Berdasarkan data akumulatif, tercatat sebanyak 1.010 kasus HIV ditemukan di Tarakan. Dari jumlah tersebut, kelompok LSL menjadi penyumbang terbesar kasus baru dibandingkan kelompok populasi kunci lainnya seperti Wanita Pekerja Seks (WPS) maupun pengguna narkoba suntik.
Kepala Bidang Pengendalian dan Pencegahan Penyakit (P2P) Dinkes Tarakan, Rinny Faulina, menyampaikan hal tersebut dalam rapat kunjungan kerja bersama Komisi IV DPRD Provinsi Kalimantan Utara (Kaltara), Kamis (22/1/2026). “Berdasarkan penemuan kasus menurut kelompok risiko, mayoritas berasal dari LSL. Pada tahun 2025 saja, terdapat 31 kasus baru yang terdeteksi dari kelompok ini,” ujar Rinny.
Menurutnya, tingginya angka kasus pada kelompok LSL menjadi tantangan tersendiri karena karakter jejaring sosial yang tertutup namun luas. Selain itu, pola pertemuan kelompok berisiko juga mengalami pergeseran.
Jika sebelumnya penularan banyak ditemukan di tempat hiburan malam, panti pijat, kafe, atau salon, kini tempat kebugaran atau gym mulai menjadi salah satu titik pantau karena diduga menjadi lokasi berkumpulnya kelompok LSL.
“Ada salah satu tempat gym yang menjadi perhatian kami. Ini menjadi fokus untuk dilakukan penjangkauan dan edukasi lebih lanjut,” jelasnya.
Selain pertemuan langsung, penggunaan aplikasi daring juga dinilai mempermudah interaksi kelompok berisiko, sehingga menyulitkan petugas kesehatan dalam melakukan pelacakan dan pencegahan penularan.

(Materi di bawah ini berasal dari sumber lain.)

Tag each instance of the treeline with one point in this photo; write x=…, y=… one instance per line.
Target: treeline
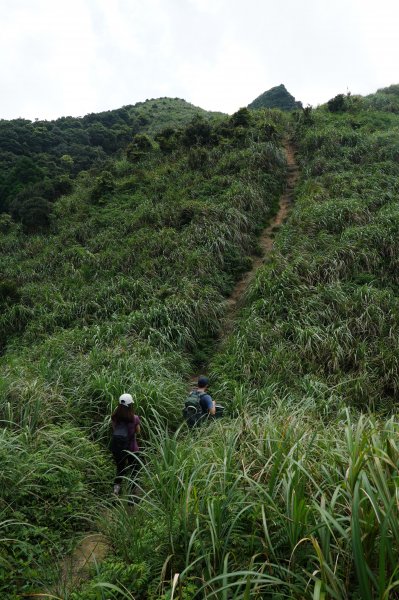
x=125, y=291
x=39, y=160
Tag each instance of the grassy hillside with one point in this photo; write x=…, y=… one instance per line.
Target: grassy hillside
x=39, y=160
x=277, y=97
x=294, y=495
x=124, y=292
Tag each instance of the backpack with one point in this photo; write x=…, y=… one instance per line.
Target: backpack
x=120, y=435
x=192, y=411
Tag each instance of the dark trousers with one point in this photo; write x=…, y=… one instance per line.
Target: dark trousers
x=126, y=464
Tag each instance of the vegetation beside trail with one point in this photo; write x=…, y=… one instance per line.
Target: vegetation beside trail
x=125, y=291
x=295, y=494
x=40, y=160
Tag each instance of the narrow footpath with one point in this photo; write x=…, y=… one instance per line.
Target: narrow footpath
x=93, y=548
x=266, y=239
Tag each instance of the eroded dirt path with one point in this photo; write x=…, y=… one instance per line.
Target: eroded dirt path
x=93, y=548
x=266, y=239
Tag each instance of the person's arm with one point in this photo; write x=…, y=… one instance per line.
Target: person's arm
x=210, y=404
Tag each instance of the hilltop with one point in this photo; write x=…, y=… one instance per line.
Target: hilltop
x=276, y=97
x=131, y=286
x=41, y=159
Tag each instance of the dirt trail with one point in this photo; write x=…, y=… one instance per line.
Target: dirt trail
x=266, y=239
x=93, y=548
x=75, y=568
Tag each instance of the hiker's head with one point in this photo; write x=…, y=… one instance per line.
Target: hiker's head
x=124, y=411
x=203, y=382
x=126, y=400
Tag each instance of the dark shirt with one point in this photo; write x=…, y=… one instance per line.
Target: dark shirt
x=206, y=402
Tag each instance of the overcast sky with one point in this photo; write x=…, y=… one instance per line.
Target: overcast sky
x=72, y=57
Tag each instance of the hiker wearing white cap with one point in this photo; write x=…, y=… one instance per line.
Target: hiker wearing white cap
x=125, y=428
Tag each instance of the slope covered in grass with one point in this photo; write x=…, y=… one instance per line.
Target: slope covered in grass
x=295, y=496
x=125, y=292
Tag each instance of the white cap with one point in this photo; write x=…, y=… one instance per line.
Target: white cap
x=126, y=400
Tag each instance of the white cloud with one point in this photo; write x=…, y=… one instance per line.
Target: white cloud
x=77, y=56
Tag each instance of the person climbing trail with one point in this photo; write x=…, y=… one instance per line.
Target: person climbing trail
x=199, y=404
x=124, y=446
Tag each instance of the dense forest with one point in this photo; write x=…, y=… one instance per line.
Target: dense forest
x=125, y=287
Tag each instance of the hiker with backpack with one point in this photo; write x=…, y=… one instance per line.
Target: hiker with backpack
x=125, y=428
x=199, y=404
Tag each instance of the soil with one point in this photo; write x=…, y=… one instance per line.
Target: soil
x=266, y=239
x=93, y=548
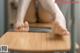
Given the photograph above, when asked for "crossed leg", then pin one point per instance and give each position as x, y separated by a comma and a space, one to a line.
59, 24
20, 25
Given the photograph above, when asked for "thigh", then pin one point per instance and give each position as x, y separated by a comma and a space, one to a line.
31, 13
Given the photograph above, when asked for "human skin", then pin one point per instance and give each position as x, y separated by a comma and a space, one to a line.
59, 24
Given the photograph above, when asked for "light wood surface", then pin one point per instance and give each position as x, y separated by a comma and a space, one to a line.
40, 25
28, 41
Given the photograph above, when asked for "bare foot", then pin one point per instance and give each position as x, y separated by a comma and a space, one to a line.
59, 30
22, 28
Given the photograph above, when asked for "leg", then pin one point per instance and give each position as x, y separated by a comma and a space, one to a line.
59, 25
21, 14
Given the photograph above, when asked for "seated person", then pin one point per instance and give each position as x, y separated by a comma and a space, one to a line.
47, 11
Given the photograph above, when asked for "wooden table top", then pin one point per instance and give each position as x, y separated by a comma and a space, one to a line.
28, 41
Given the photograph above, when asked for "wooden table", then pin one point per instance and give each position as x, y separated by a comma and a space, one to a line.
28, 41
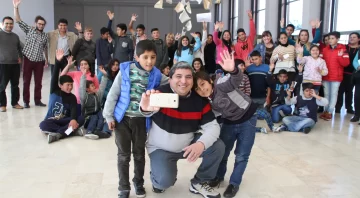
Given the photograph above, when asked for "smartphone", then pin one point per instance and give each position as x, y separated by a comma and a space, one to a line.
165, 100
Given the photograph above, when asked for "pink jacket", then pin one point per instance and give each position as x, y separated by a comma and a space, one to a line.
76, 76
220, 47
243, 48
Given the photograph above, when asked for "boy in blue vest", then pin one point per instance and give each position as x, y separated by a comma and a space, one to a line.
306, 106
122, 114
62, 108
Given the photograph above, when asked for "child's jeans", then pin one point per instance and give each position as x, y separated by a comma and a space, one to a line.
262, 113
297, 123
130, 134
244, 136
59, 126
331, 91
275, 115
95, 122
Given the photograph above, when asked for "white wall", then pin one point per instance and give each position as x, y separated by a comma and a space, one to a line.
29, 9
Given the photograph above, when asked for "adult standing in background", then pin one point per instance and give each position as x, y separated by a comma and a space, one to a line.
63, 39
10, 59
36, 42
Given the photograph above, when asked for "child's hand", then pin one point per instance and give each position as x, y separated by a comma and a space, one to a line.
227, 62
73, 124
301, 68
59, 54
111, 125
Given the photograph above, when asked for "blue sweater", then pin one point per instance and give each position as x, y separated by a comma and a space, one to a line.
258, 82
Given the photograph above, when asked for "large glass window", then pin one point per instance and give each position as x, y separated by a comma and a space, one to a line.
259, 8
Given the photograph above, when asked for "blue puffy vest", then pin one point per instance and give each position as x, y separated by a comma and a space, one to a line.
124, 99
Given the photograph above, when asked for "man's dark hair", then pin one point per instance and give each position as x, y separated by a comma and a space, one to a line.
307, 86
255, 53
140, 26
65, 79
8, 18
104, 30
238, 62
282, 71
240, 30
291, 25
335, 33
154, 29
88, 83
37, 18
122, 26
62, 20
145, 45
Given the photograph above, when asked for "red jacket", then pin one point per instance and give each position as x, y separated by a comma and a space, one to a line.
243, 48
335, 63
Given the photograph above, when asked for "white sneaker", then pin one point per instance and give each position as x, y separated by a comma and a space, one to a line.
205, 190
263, 130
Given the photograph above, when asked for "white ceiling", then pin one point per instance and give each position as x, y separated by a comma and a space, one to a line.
117, 2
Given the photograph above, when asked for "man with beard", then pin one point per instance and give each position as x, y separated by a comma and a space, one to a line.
34, 50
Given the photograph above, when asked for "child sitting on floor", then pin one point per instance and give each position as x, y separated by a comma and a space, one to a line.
62, 112
306, 106
90, 99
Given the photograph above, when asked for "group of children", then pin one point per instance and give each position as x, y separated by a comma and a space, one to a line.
252, 83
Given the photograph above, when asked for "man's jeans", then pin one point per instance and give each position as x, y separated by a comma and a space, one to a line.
331, 90
130, 135
164, 165
244, 135
298, 123
275, 115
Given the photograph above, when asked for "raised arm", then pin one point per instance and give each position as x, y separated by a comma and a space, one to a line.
229, 83
132, 20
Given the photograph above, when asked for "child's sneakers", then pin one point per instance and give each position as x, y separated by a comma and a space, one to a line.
53, 137
140, 190
90, 135
280, 128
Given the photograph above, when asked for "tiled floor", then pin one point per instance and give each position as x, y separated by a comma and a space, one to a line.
324, 163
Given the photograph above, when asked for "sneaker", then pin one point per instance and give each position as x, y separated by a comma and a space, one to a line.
124, 194
231, 191
26, 105
263, 130
350, 111
53, 137
327, 116
279, 128
307, 130
90, 135
282, 113
215, 182
156, 190
355, 119
78, 132
140, 190
40, 104
17, 106
205, 190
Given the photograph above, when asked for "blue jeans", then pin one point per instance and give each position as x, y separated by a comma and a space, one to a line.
244, 135
275, 115
96, 121
297, 123
331, 91
163, 165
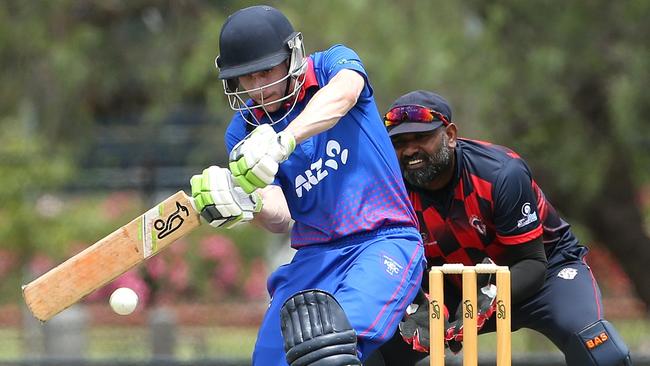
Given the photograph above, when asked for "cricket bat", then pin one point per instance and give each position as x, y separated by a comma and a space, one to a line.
111, 256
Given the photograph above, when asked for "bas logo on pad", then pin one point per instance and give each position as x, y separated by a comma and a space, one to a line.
597, 340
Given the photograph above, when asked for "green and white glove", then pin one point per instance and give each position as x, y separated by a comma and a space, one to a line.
255, 160
220, 201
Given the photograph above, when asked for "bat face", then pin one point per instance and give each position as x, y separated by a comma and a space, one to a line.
111, 256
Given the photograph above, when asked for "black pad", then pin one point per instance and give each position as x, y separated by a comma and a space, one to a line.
316, 331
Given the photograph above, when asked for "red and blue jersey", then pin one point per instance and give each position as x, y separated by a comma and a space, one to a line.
345, 180
491, 203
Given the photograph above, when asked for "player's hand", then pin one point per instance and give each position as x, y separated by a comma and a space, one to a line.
220, 201
254, 161
486, 306
414, 327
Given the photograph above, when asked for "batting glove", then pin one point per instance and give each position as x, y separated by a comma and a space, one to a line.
220, 201
255, 160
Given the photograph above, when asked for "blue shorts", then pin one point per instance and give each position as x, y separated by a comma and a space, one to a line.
374, 277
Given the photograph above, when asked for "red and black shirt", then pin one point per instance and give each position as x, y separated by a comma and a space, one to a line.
491, 203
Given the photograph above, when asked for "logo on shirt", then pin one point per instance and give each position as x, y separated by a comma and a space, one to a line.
477, 224
568, 273
317, 172
392, 267
529, 215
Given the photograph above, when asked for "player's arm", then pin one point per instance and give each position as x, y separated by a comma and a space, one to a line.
328, 105
254, 161
527, 262
519, 229
274, 215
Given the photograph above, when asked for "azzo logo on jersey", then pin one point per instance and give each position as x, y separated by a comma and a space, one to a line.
568, 273
316, 172
529, 215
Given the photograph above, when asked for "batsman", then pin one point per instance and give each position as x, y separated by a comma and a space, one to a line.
309, 153
477, 202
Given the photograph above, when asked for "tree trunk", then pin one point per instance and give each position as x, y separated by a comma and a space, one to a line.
615, 216
616, 220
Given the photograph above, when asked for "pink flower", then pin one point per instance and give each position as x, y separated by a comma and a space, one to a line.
179, 275
218, 248
255, 285
156, 267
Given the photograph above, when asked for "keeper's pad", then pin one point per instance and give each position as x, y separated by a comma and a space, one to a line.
316, 331
599, 344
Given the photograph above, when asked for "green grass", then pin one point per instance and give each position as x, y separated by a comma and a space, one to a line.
228, 342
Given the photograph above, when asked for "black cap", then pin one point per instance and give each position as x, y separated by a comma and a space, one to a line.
425, 99
253, 39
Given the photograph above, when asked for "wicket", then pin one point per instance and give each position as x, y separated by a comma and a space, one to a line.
470, 334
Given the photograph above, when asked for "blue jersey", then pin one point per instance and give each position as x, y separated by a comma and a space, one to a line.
345, 180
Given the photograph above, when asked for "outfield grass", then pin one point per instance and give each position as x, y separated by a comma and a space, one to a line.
231, 342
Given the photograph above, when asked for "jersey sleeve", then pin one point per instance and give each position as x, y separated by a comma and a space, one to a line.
339, 57
516, 216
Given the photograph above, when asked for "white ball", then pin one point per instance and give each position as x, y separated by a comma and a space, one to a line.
123, 301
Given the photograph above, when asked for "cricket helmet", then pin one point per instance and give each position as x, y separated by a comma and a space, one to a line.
254, 39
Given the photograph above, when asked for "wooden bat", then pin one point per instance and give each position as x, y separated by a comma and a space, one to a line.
110, 257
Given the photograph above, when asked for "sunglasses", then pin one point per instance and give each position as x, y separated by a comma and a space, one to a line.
413, 113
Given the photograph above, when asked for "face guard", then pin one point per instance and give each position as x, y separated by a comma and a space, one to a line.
240, 101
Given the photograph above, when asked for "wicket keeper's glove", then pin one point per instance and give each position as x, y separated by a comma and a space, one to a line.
255, 160
414, 327
220, 201
486, 305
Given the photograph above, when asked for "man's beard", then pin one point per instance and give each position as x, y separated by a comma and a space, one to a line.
434, 166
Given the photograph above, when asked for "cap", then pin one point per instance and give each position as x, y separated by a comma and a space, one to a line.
425, 99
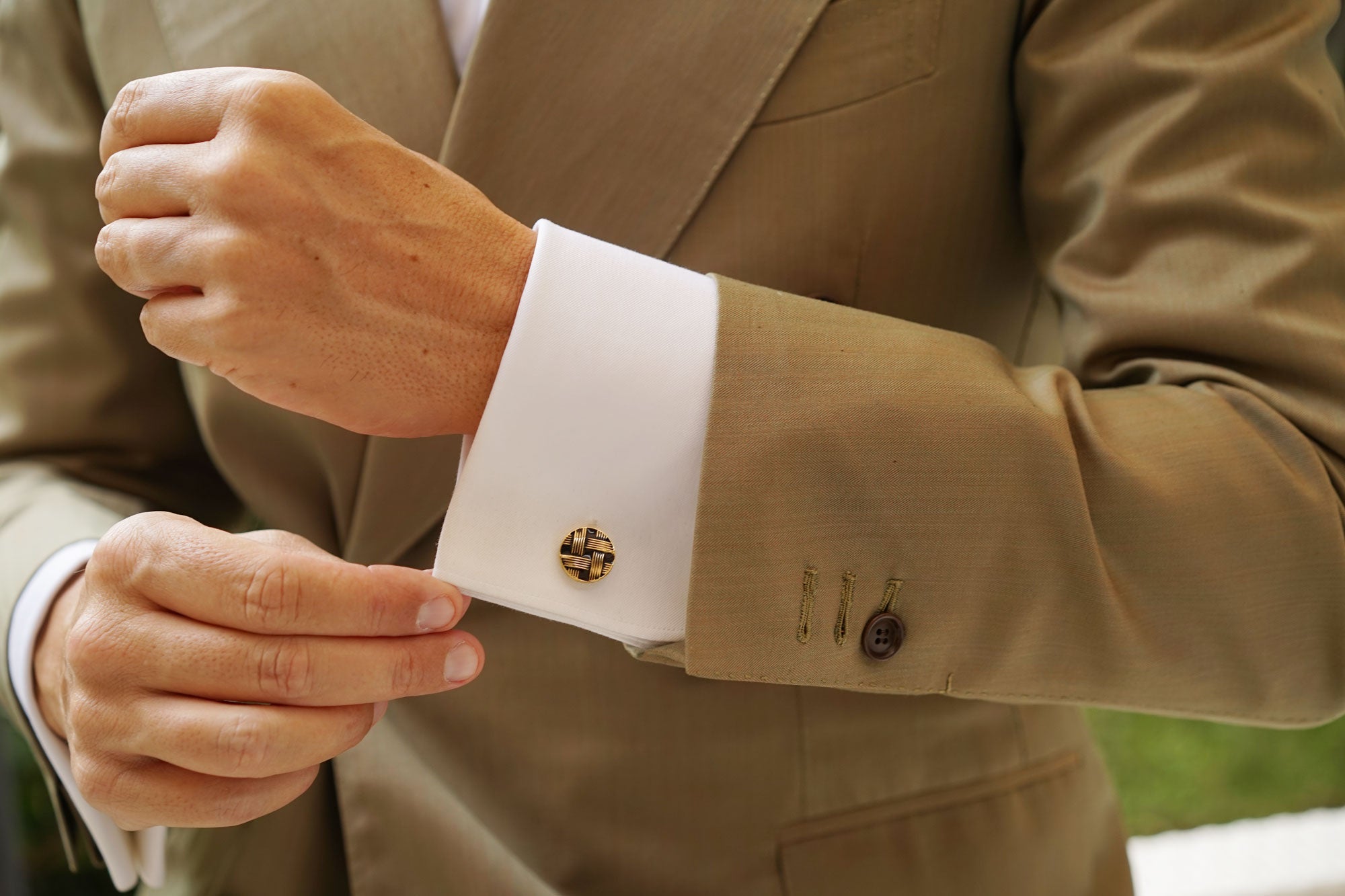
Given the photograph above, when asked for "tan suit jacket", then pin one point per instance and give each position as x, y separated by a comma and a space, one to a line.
1077, 381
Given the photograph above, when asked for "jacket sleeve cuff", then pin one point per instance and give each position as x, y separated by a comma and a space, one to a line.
597, 420
127, 856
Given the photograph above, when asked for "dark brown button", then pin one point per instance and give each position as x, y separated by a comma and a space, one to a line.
883, 637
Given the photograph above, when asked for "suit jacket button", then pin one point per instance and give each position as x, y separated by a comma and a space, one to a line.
883, 637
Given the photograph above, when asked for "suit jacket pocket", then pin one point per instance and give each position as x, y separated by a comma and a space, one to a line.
859, 49
1047, 827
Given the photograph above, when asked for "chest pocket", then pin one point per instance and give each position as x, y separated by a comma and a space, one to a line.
859, 49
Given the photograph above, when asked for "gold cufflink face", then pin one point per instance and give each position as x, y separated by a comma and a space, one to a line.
587, 555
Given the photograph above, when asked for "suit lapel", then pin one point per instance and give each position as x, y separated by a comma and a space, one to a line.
611, 119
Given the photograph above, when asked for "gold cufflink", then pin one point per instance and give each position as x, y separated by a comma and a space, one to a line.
587, 555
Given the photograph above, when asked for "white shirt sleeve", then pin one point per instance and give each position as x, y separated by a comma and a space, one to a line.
128, 856
598, 419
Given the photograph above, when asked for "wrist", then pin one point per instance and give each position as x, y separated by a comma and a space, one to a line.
49, 659
502, 294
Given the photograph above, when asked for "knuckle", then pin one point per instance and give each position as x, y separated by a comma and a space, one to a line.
286, 669
272, 596
108, 178
123, 118
229, 170
403, 671
108, 251
99, 779
83, 716
243, 743
93, 649
126, 553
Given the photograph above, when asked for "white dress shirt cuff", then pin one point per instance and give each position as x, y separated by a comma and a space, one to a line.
598, 419
128, 856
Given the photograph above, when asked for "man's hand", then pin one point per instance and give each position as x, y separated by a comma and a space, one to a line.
303, 255
201, 678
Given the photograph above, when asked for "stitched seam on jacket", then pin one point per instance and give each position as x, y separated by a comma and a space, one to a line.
958, 797
810, 587
1079, 700
844, 611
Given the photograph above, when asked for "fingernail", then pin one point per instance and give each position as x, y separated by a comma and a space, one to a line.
435, 614
461, 663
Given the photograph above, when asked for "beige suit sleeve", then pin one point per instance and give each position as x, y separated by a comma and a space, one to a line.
1155, 525
93, 421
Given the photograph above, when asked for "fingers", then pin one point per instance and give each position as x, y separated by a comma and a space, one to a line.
145, 792
149, 256
180, 107
299, 670
240, 740
233, 581
150, 182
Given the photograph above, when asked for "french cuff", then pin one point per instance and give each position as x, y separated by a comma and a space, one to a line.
595, 425
130, 857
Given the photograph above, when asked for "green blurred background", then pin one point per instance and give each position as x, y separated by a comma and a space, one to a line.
1171, 774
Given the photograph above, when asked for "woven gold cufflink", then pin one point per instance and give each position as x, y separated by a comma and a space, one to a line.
587, 555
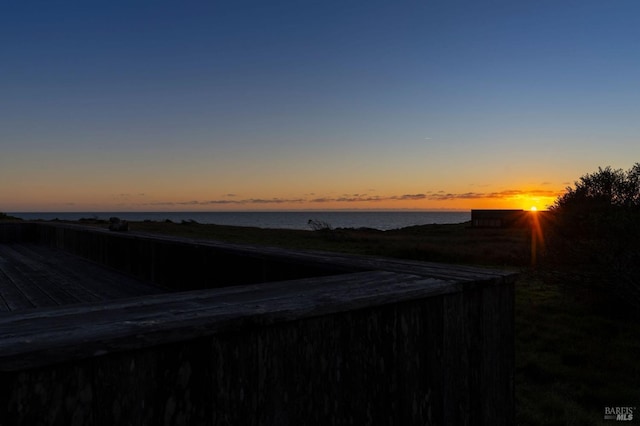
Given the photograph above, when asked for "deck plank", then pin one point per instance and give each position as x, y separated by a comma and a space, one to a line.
34, 276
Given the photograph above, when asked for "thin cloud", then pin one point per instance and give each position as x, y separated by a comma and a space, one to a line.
364, 198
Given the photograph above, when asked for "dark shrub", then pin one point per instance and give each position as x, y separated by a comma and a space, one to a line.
594, 237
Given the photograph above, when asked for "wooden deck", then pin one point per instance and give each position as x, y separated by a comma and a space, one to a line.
35, 276
230, 334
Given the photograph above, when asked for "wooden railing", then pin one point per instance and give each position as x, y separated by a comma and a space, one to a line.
339, 340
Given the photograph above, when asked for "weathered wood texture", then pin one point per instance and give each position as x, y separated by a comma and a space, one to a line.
391, 342
34, 276
179, 264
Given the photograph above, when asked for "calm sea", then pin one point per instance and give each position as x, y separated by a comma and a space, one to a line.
383, 220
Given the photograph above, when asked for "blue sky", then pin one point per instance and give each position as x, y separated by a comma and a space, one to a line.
156, 105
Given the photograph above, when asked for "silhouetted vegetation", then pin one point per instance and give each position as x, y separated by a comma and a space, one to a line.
593, 241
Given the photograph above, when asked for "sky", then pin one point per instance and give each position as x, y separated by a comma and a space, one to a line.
239, 105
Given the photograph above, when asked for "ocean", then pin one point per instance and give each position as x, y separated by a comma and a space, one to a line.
382, 220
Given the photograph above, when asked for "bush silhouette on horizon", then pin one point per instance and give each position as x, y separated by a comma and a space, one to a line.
594, 237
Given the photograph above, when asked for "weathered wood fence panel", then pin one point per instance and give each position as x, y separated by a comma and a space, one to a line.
388, 342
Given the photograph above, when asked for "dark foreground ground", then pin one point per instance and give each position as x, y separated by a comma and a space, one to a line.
574, 357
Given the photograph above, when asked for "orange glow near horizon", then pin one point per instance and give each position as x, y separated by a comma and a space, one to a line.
109, 199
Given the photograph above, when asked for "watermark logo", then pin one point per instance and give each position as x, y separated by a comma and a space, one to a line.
620, 414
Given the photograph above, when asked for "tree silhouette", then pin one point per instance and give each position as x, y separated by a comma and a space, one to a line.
594, 236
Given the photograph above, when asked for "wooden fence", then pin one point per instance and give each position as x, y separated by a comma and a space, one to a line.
269, 337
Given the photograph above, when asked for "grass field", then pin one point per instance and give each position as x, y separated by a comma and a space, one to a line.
573, 357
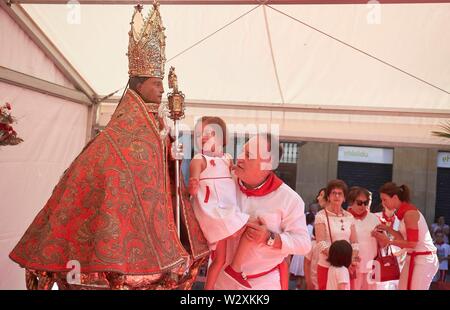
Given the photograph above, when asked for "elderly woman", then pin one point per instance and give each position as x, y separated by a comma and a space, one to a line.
359, 200
422, 263
333, 223
319, 202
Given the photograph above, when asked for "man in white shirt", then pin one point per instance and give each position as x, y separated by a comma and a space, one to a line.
281, 230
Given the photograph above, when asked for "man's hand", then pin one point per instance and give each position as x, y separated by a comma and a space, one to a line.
382, 227
193, 186
257, 231
176, 151
382, 239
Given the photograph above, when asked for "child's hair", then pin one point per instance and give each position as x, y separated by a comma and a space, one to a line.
340, 253
310, 217
214, 120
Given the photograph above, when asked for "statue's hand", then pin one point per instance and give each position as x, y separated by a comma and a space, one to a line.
177, 151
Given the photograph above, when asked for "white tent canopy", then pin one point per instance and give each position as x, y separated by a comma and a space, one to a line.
259, 56
351, 73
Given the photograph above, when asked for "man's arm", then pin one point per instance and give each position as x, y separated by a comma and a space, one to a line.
294, 237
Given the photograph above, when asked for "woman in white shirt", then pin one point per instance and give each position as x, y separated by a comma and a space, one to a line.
359, 200
333, 223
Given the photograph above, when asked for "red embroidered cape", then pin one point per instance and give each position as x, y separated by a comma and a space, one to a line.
112, 208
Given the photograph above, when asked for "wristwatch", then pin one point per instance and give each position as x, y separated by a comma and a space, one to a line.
271, 239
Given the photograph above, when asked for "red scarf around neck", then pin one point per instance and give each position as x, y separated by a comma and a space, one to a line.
271, 184
358, 216
388, 220
404, 207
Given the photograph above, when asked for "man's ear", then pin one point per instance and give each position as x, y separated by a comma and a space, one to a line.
266, 164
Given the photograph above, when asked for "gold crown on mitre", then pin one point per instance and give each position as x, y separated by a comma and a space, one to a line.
146, 48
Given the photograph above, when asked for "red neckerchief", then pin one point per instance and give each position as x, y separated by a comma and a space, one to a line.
404, 207
386, 219
271, 184
358, 216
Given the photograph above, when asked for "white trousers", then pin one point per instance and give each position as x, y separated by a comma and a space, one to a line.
425, 267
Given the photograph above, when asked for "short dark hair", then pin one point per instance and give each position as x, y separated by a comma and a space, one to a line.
340, 254
214, 120
355, 191
392, 189
310, 218
336, 184
324, 189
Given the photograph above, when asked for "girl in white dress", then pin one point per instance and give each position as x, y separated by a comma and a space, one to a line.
214, 192
340, 258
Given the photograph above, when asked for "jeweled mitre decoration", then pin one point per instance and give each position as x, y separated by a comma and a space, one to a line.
146, 49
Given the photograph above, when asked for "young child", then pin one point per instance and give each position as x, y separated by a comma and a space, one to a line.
311, 260
443, 252
340, 258
214, 191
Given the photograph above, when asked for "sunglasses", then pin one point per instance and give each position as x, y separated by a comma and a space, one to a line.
360, 203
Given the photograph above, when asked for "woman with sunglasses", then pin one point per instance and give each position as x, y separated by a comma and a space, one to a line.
333, 223
421, 262
359, 200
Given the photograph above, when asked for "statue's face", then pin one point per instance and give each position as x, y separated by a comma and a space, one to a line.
151, 90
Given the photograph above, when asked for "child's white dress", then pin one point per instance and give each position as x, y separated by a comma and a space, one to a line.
215, 206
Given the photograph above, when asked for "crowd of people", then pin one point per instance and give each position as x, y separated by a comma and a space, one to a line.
399, 230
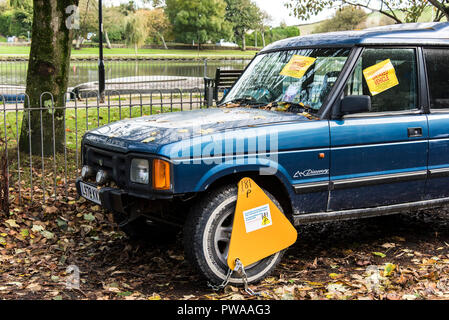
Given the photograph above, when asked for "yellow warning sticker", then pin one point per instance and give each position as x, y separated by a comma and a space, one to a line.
297, 66
380, 77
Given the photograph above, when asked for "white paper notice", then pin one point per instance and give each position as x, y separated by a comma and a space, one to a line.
257, 218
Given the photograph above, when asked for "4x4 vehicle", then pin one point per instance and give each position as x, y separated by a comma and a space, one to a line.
331, 126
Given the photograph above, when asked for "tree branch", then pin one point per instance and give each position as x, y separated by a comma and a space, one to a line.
392, 16
440, 7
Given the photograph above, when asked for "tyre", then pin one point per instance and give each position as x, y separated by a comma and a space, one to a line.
207, 234
143, 229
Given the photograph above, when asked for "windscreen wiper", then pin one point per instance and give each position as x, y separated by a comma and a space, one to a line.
248, 101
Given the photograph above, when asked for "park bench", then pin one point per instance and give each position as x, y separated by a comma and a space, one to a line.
224, 80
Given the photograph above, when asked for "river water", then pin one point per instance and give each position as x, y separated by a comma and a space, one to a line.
14, 72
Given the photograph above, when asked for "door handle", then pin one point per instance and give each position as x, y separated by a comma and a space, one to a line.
414, 132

Rinny menambahkan, stigma sosial masih menjadi hambatan utama dalam penanganan HIV. Tidak sedikit individu yang telah dinyatakan reaktif enggan melanjutkan pengobatan antiretroviral (ARV) karena takut status kesehatannya diketahui oleh keluarga atau lingkungan sekitar. “Ada yang tidak mau melanjutkan pengobatan, bahkan hilang kontak karena belum siap menerima kondisinya,” ungkapnya.
Untuk mengatasi hal tersebut, Dinkes Tarakan menyiapkan tenaga konselor serta pendamping sebaya dari komunitas guna melakukan pendekatan persuasif. Pemeriksaan HIV juga telah tersedia di seluruh puskesmas dan rumah sakit di Tarakan agar akses layanan semakin mudah.
Sebagai upaya pencegahan, Dinkes Tarakan terus menggencarkan strategi Triple Eliminasi serta skrining rutin pada populasi kunci. Kerja sama dengan berbagai komunitas pendamping HIV juga diperkuat guna mendorong penderita menjalani pengobatan secara teratur sehingga risiko penularan dapat ditekan.